Both are valid questions.

My roots with Gonzaga go pretty deep, back to generations before my birth when my aunt Dorothy Bresnan was named the Spokane Lilac Queen in 1920 and dated for a year her college classmate, Bing Crosby, before he split for Hollywood. You can verify that claim on page 101 of the Crosby biography “A Pocketful of Dreams” by Gary Giddins. The author called me several years ago to get more info on Dorothy and Bing’s relationship.

The playing of Crosby’s “White Christmas” album usually began around Labor Day in the Sheehan household, and played regularly until the last snows had melted in March. I watched “The Bells of St. Mary’s” so many times I thought the singer-actor was a Catholic priest in his spare time.

I attended Gonzaga Prep, the alma mater not only of Bing, but of the all-time NBA assists leader John Stockton, where it was thought the more sanctimonious of us would go on to matriculate at GU. I opted instead for the University of Oregon, where there were better-manicured golf courses and more free-spirited coeds. God bless the hippie chicks of the late 1960s.

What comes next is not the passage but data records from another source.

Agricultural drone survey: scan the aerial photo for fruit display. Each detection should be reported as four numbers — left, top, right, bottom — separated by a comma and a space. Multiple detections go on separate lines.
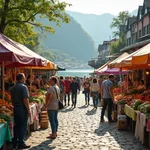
113, 87, 121, 95
131, 99, 143, 110
29, 89, 46, 104
0, 119, 5, 123
0, 91, 12, 103
0, 114, 11, 122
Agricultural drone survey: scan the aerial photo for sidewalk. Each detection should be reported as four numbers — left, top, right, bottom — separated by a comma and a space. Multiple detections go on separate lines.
26, 94, 148, 150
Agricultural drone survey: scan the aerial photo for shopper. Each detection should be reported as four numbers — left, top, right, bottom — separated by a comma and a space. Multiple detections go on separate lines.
137, 80, 146, 90
83, 78, 91, 105
46, 76, 60, 139
91, 78, 100, 109
11, 73, 30, 149
59, 76, 66, 103
64, 76, 71, 106
32, 76, 40, 89
98, 76, 103, 100
101, 75, 114, 123
70, 77, 80, 108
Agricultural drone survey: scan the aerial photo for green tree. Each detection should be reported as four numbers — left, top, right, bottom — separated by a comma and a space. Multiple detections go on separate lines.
110, 11, 130, 38
110, 38, 125, 55
0, 0, 70, 44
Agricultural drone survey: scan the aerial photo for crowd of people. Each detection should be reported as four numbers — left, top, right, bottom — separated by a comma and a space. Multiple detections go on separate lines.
10, 73, 146, 149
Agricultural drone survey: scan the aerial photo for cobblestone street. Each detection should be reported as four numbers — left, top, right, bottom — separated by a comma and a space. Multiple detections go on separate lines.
26, 94, 148, 150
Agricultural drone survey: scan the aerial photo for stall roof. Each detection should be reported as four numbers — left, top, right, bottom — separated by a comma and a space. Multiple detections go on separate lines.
94, 61, 110, 72
0, 34, 47, 67
109, 52, 129, 68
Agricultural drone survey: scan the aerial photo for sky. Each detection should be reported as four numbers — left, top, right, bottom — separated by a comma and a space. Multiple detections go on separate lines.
61, 0, 144, 15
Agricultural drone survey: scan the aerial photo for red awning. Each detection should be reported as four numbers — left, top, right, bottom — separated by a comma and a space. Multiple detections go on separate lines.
0, 34, 47, 67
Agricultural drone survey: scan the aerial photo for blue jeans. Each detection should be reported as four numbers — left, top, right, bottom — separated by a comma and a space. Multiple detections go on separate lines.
92, 92, 99, 107
101, 98, 113, 121
47, 110, 58, 133
84, 91, 90, 104
65, 92, 70, 105
12, 105, 28, 146
71, 93, 77, 106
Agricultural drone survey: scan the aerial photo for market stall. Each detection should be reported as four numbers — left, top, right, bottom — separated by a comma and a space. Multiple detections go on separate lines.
0, 122, 11, 149
108, 44, 150, 148
0, 34, 55, 147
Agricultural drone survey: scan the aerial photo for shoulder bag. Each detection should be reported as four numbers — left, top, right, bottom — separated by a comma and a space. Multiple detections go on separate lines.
53, 87, 64, 110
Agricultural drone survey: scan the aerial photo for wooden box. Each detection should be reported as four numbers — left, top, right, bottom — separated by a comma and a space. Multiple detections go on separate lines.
117, 104, 125, 115
40, 120, 48, 129
112, 110, 117, 121
30, 120, 39, 131
117, 120, 127, 130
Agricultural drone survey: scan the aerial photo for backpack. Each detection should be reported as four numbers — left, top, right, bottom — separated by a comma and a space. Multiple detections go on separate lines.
59, 81, 64, 94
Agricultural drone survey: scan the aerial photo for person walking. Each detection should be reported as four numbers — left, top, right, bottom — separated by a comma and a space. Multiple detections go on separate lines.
59, 76, 66, 103
10, 73, 31, 149
83, 78, 91, 105
64, 76, 71, 106
45, 76, 60, 139
98, 76, 103, 100
91, 78, 100, 109
101, 74, 115, 123
70, 77, 80, 108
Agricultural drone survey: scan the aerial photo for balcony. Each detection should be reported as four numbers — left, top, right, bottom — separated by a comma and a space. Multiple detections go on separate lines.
88, 58, 105, 69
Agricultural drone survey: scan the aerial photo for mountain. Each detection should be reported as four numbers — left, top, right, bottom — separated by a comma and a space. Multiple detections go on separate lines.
67, 11, 114, 47
40, 17, 96, 62
67, 10, 137, 47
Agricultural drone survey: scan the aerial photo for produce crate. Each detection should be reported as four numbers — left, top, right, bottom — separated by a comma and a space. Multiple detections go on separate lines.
117, 104, 125, 115
30, 120, 39, 131
40, 120, 48, 129
117, 120, 127, 130
112, 110, 117, 121
117, 115, 127, 121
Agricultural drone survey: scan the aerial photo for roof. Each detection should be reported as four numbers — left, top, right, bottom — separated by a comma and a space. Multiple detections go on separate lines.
120, 39, 150, 52
144, 0, 150, 8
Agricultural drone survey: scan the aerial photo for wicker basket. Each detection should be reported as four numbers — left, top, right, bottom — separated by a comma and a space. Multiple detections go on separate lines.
40, 120, 48, 129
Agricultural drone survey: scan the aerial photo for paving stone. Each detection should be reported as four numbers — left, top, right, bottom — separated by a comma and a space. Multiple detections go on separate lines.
26, 94, 148, 150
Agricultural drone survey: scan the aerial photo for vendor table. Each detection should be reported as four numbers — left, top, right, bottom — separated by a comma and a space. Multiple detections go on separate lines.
124, 104, 137, 121
0, 123, 11, 148
124, 104, 137, 133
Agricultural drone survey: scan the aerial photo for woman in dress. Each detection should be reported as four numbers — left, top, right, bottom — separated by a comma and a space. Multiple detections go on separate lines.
137, 80, 146, 90
46, 76, 60, 139
83, 78, 90, 105
91, 78, 100, 109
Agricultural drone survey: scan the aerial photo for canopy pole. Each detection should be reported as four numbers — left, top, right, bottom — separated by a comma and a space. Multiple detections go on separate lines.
127, 73, 129, 92
30, 67, 32, 92
2, 61, 5, 99
14, 67, 17, 84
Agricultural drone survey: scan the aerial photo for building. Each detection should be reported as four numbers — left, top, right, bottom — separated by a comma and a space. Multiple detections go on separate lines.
88, 39, 116, 69
120, 0, 150, 53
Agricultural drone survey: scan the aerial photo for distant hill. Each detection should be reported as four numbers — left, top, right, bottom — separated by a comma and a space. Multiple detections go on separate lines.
67, 10, 137, 47
40, 14, 96, 62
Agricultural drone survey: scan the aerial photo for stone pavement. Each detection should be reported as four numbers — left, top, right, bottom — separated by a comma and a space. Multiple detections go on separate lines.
26, 94, 148, 150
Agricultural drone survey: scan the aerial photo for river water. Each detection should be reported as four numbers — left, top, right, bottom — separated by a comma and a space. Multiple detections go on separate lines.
57, 69, 94, 77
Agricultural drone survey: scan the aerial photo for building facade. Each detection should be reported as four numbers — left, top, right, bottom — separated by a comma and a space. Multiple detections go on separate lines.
88, 39, 116, 69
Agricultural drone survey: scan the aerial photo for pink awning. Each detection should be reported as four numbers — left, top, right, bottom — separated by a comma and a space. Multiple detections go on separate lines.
96, 65, 128, 75
0, 34, 47, 67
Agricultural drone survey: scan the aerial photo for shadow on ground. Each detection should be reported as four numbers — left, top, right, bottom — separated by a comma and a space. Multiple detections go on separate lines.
95, 122, 148, 150
60, 107, 74, 113
86, 108, 96, 116
29, 139, 56, 150
78, 105, 88, 109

As a kid of about nine or 10, my sports hero was Frank Burgess, the Gonzaga All-American who led the nation in scoring in 1961, averaging over 30 points a game. Prior to that, I watched practices in the antiquated Gonzaga gym where 7-foot, 3-inch Jean Claude Lefebvre dazzled all us kids. The giant known as the “Eiffel Rifle” who wore size 21 sneakers, spoke broken English and was gracious to a fault, never turned down autograph requests from our band of Munchkins.

Lefebvre didn’t know it at the time, but he would be the first of many international talents to emigrate to Spokane over the decades and help propel the school to the prominence it has enjoyed over the last 20 years.

Names like Przemek Karnowski, Domantas Sabonis, Kelly Olynyk, and the current star, Rui Hachimura, have been hidden jewels uncovered around the globe by recruiting wizard Tommy Lloyd. For 20 years, Lloyd’s recruiting and Mark Few’s brilliant coaching have elevated Gonzaga from the long-shot darling that made the Elite 8 in 1999, to the national championship game in 2017, where the team lost a heartbreaker to North Carolina.

With the Zags’ win over Pepperdine in the WCC semifinals on Monday at the Orleans Arena, Few’s remarkable coaching record rose to 565 wins against 120 losses, an .825 winning percentage, the highest ever among veteran college coaches.

Guys who monitor such things report that Few’s next recruiting class is his best ever, so if the Bulldogs don’t wear the crown this year, the faithful are convinced that it will happen soon.

Long-time Las Vegans all remember the euphoria that blanketed the city when Jerry Tarkanian’s Runnin’ Rebels won the NCAA title in 1990. That was a huge deal. Players like Larry Johnson, Stacey Augmon, Greg Anthony and Anderson Hunt will be forever revered in our town.

But Las Vegas and Clark County was about 756,000 in population then and had been established for decades as a world-class city. Spokane has a population of only 200,000 and is best known for… well … being the hometown of Bing Crosby. Just imagine for a moment what it would mean to that remote little burg in the middle of nowhere if Gonzaga were to take home the national title.

If you get the idea here that I’m pulling like mad for Gonzaga, you are a genius. While I cheer hard every year for UNLV, where I taught for five years, and the University of Oregon, which put up with me for four, my heart will always be with my first love, that humble little Jesuit university stuck on a remote street in a bad part of a forgotten city.

Feel free to jump on the Zags’ bandwagon. It’s homey and comfortable.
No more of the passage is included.